Open bjschoenfeld opened 5 years ago
We must take care that model selection/hyper-parameter tuning is based on the validation set for each problem. Model selection from one problem cannot be transferred to another.
There are 5 test set types as diagrammed below.
Pipelines
D |-------------------------|
a | 0 / | |
t | / | 3 |
a | / 1 | |
s |------------|------------|
e | | |
t | 2 | 4 |
s | | |
|------------|------------|
Type 0: Test set is the train set
Type 1: The test set contains pipelines and datasets both contained in the train set, but that particular pairing is not contained in the test set.
Type 2: The test set contains datasets not found in the train set. The pipelines are the same in both.
Type 3: The test set contains pipelines not found in the train set. The datasets are the same in both.
Type 4: The test set contains both novel datasets and novel pipelines.

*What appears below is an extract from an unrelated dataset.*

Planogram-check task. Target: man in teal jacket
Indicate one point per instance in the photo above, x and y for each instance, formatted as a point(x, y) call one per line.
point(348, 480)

Note that pipelines in the test set must be composed of primitives/algorithms contained in the train set, but there particular configuration (pipeline structure or hyper-parameters) may be novel.
The test set could have pipelines from the train set, or not; it could have datasets from the train set or not. This gives us four types of test sets. Should we address them all? We currently address two: OOTS datasets/ITS pipelines and OOTS datasets/OOTS pipelines.